Showing posts with label SHANTI. Show all posts
Showing posts with label SHANTI. Show all posts

May 27, 2013

BUAHNYA PARAMA SHANTI



Ada sebuah keberuntungan yang dialami Tibet yang tidak dialami Bali. Guru-guru Tibet bila didengarkan ajarannya secara langsung, tentu saja indah menawan ajarannya. Terutama bagi murid yang terlahir dengan aroma Tantra. Tapi begitu ajaran lisan ini dirubah menjadi pesan-pesan tulisan oleh sejumlah sahabat editor dari Barat, ajaran-ajaran Tantra dari Tibet menjadi jauh lebih indah lagi.

Hanya sebagai contoh, dua buku Yongey Mingyur Rinpoche (Joy of living dan Joyful wisdom) adalah kumpulan ceramah beliau di berbagai belahan dunia. Namun begitu ditulis oleh Eric Swanson, ia menjadi serangkaian karya yang tidak saja beraroma Tantra, namun juga dibahasakan dengan bahasa-bahasa pengetahuan yang universal. Kendati Mingyur Rinpoche adalah salah satu generasi baru guru Tibet, ia tidak saja fasih mengutip  maha  guru Tibet seperti Lama Padmasambhawa dan Gampopa, tetapi juga akrab dengan karya pakar neurosains seperti Fransisco Varela serta fisikawan Fritjof Capra. Andaikan orang-orang seperti Eric Swanson mau datang ke Bali, mendengarkan ajaran tetua Bali, bisa jadi lahir karya spiritual yang tidak kalah indahnya.

Dalam kerangka berfikir yang biasa digunakan para sahabat dari Barat, ajaran tetua Bali bisa disederhanakan seperti ini. Titik berangkatnya adalah rwa bhineda, jalan setapak yang dilalui bernama bhakti yoga, buah pencahariannya bernama Parama Shanti.

Awalnya
Agak sulit membayangkan ada perjalanan spiritual yang mendalam bila pikiran masih dicengkram dan diguncangkan dualitas. Tuhan dimusuhkan dengan setan, Buddha berkelahi dengan mara, yang suci menjadi lawan dari yang kotor. Disebut sulit, karena semakin kencang dualitas mengguncang, semakin jauh seseorang dari rumah spiritualnya. Meminjam seorang sahabat spiritual: “mind tormented by partiality will never experience ultimate peace”. Batin mana pun yang diguncang oleh dualitas, akan teramat sulit menemukan kedamaian maha utama.

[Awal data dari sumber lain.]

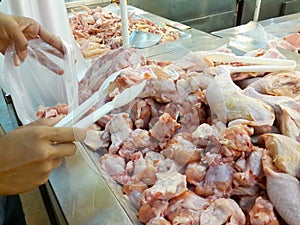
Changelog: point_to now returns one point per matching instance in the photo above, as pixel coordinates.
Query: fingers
(64, 149)
(15, 34)
(66, 134)
(51, 39)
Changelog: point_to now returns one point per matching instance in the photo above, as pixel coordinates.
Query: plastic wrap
(36, 82)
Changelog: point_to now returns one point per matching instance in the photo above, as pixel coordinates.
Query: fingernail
(17, 60)
(22, 55)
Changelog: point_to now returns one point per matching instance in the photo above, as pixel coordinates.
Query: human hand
(18, 30)
(29, 153)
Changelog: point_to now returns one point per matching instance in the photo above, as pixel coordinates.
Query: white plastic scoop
(84, 107)
(121, 99)
(256, 64)
(140, 39)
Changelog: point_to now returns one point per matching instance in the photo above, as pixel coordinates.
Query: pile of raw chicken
(201, 145)
(97, 31)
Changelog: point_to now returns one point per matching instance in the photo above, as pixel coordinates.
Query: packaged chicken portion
(98, 30)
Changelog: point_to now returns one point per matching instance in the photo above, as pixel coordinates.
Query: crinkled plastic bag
(36, 82)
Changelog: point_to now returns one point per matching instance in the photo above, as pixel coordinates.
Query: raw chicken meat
(284, 192)
(262, 213)
(294, 40)
(223, 211)
(189, 149)
(229, 104)
(98, 31)
(280, 83)
(106, 65)
(285, 153)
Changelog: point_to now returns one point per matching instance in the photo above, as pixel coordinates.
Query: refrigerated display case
(269, 9)
(205, 15)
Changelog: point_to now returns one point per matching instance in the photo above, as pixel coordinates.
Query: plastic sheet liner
(36, 82)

Bagi yang sudah menggali dalam ke dalam tahu, dualitas diperlukan hanya di awal perjalanan. Ia seperti kendaraan. Tatkala melewati jalan tol, memerlukan mobil. Saat menyeberangi danau diperlukan perahu. Ketika mendaki tebing memerlukan tali. Akan tetapi sesampai di puncak gunung, seluruh alat dan kendaraan mesti ditinggalkan di belakang. Hanya orang-orang kurang waras saja yang menggendong mobil dan perahu ke puncak gunung.

Dalam perspektif ini, sesungguhnya tetua Bali cerdas sekali (secara spiritual) ketika menemukan rwa bhineda sebagai awal perjalanan. Dalam bahasa orang tua ke puteranya: “rwa bhinedane tampi!”. Dualitas (baik-buruk, benar-salah, suci-kotor, dll) jangan lupa dipeluk, diterima, disapa dengan senyuman.

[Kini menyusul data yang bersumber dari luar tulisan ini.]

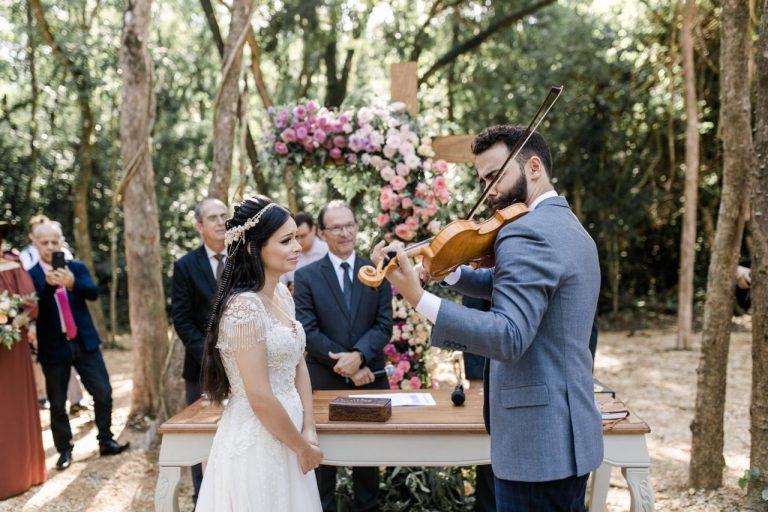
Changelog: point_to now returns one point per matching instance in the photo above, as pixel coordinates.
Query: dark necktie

Itu sebabnya, dalam meditasi dianjurkan untuk menyapa serta tersenyum pada apa saja yang ditemukan dalam keseharian. Bahagia senyum, sedih juga senyum. Kemudian mengenali bentuk-bentuk pikiran, perasaan secara mendalam. Lebih mudah menemukan kesembuhan dan kedamaian bila dualitas disapa sebagaimana kita menyapa seseorang di pesta. Ujung-ujungnya, dualitas berhenti menjadi orang asing yang menakutkan, mulai berfungsi sebagai sahabat yang siap menolong.

Jalan Setapak
Dengan bekal sahabat dekat (tidak lagi menjadi musuh yang berdebat dan berkelahi) bernama rwa bhineda, maka langkah-langkah bakti dalam keseharian menjadi ringan menawan. Ringan karena bakti tidak disertai beban target bahwa setelah menjalankan bakti pasti jadi Bupati, jika tidak melaksanakan bakti pasti sakit hati. Bakti adalah bakti, ia sudah indah hanya dengan dilaksanakan. Disebut indah, karena bakti yang mengendarai rwa bhineda bisa membuat semua arah indah.

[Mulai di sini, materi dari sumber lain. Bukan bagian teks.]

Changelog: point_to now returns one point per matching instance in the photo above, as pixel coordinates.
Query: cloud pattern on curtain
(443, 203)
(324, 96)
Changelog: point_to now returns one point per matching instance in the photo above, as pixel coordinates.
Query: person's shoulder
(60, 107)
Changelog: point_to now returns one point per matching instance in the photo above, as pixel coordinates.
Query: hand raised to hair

Tetua Bali memang mengenal luan-teben (hulu-hilir). Tetapi tanpa hilir, hulu tidak ada. Tanpa orang jahat, orang baik tidak kelihatan. Tanpa orang kasar, orang sabar jadi hambar. Dengan sudut pandang seperti ini, maka bakti jadi selalu indah, indah dan  indah.  Sebagai  hasilnya,   tidak   perlu  marah  berlebihan kepada orang yang mencuri pratima di Pura, tidak perlu benci berlebihan kepada Pemangku genit yang memercikkan tirtha sambil mengintip susu istri orang. Dan pada saat yang sama, tidak perlu memaksa kalau bakti harus hening, harus tertib, harus diam.

Serupa alam, kalau saatnya petir menggelegar, maka ia akan menggelegar. Bila waktunya langit biru memancarkan cahaya matahari sempurna, maka terang benderanglah alam. Makanya, meditasi disebutkan sebagai undangan untuk “istirahat” pada apa saja yang terjadi di saat ini. Pengertian istirahat amatlah sederhana, tidak menggenggam hal-hal positif, tidak menendang hal-hal negatif. Inilah bhakti yoga yang sesungguhnya. Tatkala batin bisa berbakti kepada apa saja yang terjadi di saat ini.

Buahnya
Dengan bekal awal berupa rwa bhinedha, serta memperlakukan apa saja sebagai bakti, maka mudah bagi krama Bali untuk menyentuh (tidak sekadar mengucapkan) Parama Shanti. Kata shanti (damai) yang diucapkan jutaan kali tidak lagi menjadi seperti sebuah lirik lagu blowing in the wind (terbang percuma bersama angin), tetapi bergetar menyentuh relung-relung batin ini.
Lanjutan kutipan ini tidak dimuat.